11 thoughts on “Fourthbreaker

  1. Solid, “makes sense” suggestions, all of them! The bewildering array of feats, in particular, is a challenge I keep coming up against. Sometimes the most awesome, or thematically appropriate choice leaps off the page at me, but most of the time, it is slogging through description after description until the head gets fuzzy and dinner burns. Similarly named, but different, feats, powers and items are also a problem. Don’t forget that fixing the math should also be a priority.

  2. sabrecat says:

    You and I are thinking so much alike on this, it’s startling. It’d be an honor to collaborate with you on such a 4e successor, if you’re willing and we can find a good platform (Rizzoma? Google Drive?).

    Thoughts so far:
    – Low-level characters have too few options, but high-level characters often have too many. At-the-table choice paralysis for all but the most savvy players is another 4e trouble spot that contributes to the long combats.

    – Skill Challenges are a solution in search of a problem, overall. I’ve tried several different versions of the system, both official and houseruley, and all of them have horrific trouble in matching mechanics to fiction and in pacing. The benefits they present over using simple and group skill checks (tidy XP awards, mainly) are so minuscule that they could easily be realized some other way.

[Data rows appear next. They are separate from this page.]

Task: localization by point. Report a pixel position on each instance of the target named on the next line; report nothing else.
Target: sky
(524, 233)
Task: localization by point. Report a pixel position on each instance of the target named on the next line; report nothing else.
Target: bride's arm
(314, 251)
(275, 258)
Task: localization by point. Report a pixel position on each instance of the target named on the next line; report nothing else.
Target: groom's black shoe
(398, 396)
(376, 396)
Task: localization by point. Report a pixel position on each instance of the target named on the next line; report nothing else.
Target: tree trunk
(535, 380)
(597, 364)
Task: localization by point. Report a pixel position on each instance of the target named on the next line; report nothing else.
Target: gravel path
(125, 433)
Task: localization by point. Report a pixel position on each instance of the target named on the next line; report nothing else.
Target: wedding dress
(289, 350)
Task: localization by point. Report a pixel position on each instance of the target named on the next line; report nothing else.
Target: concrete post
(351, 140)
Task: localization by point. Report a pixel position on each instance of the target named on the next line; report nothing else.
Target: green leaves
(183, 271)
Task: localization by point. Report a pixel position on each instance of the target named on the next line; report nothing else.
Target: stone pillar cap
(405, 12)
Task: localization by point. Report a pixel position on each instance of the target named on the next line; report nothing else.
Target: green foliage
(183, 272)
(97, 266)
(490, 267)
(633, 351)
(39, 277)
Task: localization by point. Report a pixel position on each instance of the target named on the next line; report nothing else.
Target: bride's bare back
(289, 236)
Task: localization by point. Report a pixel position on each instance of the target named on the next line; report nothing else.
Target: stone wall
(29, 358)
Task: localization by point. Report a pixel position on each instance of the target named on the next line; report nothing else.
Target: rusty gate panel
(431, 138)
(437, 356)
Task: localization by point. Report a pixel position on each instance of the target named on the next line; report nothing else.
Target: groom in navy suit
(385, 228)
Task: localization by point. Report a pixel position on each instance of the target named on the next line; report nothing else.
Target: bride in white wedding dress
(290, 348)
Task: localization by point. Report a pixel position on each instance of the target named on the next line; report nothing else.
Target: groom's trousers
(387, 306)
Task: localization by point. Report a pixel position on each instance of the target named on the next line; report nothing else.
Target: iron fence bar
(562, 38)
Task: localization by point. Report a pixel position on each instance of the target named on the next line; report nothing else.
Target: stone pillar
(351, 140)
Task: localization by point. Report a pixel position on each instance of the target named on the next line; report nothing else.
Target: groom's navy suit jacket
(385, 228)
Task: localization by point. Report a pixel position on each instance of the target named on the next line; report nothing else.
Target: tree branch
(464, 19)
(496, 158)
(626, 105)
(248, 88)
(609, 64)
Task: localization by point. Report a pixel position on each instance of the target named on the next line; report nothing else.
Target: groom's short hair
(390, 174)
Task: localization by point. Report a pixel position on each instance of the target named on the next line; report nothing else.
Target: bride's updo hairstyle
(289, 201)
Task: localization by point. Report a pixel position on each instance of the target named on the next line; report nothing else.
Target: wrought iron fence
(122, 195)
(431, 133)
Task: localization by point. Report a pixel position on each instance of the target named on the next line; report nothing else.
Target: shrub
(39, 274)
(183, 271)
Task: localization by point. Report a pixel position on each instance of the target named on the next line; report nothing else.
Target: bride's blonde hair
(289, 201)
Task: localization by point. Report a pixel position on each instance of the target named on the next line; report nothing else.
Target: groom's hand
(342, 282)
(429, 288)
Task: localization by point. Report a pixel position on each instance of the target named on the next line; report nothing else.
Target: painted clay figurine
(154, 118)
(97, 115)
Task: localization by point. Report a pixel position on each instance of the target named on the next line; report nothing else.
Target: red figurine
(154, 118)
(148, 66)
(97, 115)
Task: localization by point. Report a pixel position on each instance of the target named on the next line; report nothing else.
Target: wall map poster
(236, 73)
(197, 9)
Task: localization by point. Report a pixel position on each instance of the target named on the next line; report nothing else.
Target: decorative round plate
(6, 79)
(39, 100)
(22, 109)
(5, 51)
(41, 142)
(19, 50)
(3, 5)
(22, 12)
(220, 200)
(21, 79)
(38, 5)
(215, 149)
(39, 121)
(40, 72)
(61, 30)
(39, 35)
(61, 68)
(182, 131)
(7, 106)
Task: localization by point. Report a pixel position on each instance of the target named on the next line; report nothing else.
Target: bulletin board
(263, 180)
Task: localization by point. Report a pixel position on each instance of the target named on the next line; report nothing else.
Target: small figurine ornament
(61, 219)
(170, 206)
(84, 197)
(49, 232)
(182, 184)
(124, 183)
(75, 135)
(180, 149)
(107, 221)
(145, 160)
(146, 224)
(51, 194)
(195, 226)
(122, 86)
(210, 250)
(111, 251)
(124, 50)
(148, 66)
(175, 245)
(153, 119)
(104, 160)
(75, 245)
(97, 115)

    – Stunts and Rotes will need different names eventually, but these are the core ideas that resonate so much with the thoughts I’ve been kicking around.

  3. Abram says:

    If you’re looking at ‘getting points other ways than X points at start of encounter’, I’ll say the same thing I did to Sabe: look at Iron Heroes. They did this, and some classes’ point pools ended up pretty terrible because of it.

    This isn’t to say it couldn’t be done better, or some combination of starting and refreshing points, but it’s the design most like this I’ve seen.

  4. Willow says:

    I’d probably be most comfortable with a narrow google circle for discussions, and an editable google doc. Wave is too fiddly for me.

    • sabrecat says:

      Fantastic. I will make this happen!

      In response to the below: design goal brainstorming (followed by design goal winnowing, hah) is the place to start. The answer to what to keep vs. what to build depends on what we want the game to do.

    • sabrecat says:

      I put together a Page on G+. If that turns out to be too clunky, we could do a Facebook group like the Heroic Threats feedback forum instead.

  5. Willow says:

    The next question at this point, now that we’re hacking 4e up for parts, is what things are worth keeping instead of building from the ground up?

  6. Tim Jensen says:

    Relevant encounter thoughts from Rober Schwalb:

    Looking at it from the DM’s side of the screen, changing how the encounter budget works can cure Combat Drag while tying it directly to Players Choose the Levl of Challenge.

  7. oberonthefool says:

    Great post. I’d be down to lurk on such a thread, although I haven’t played enough 4E to contribute.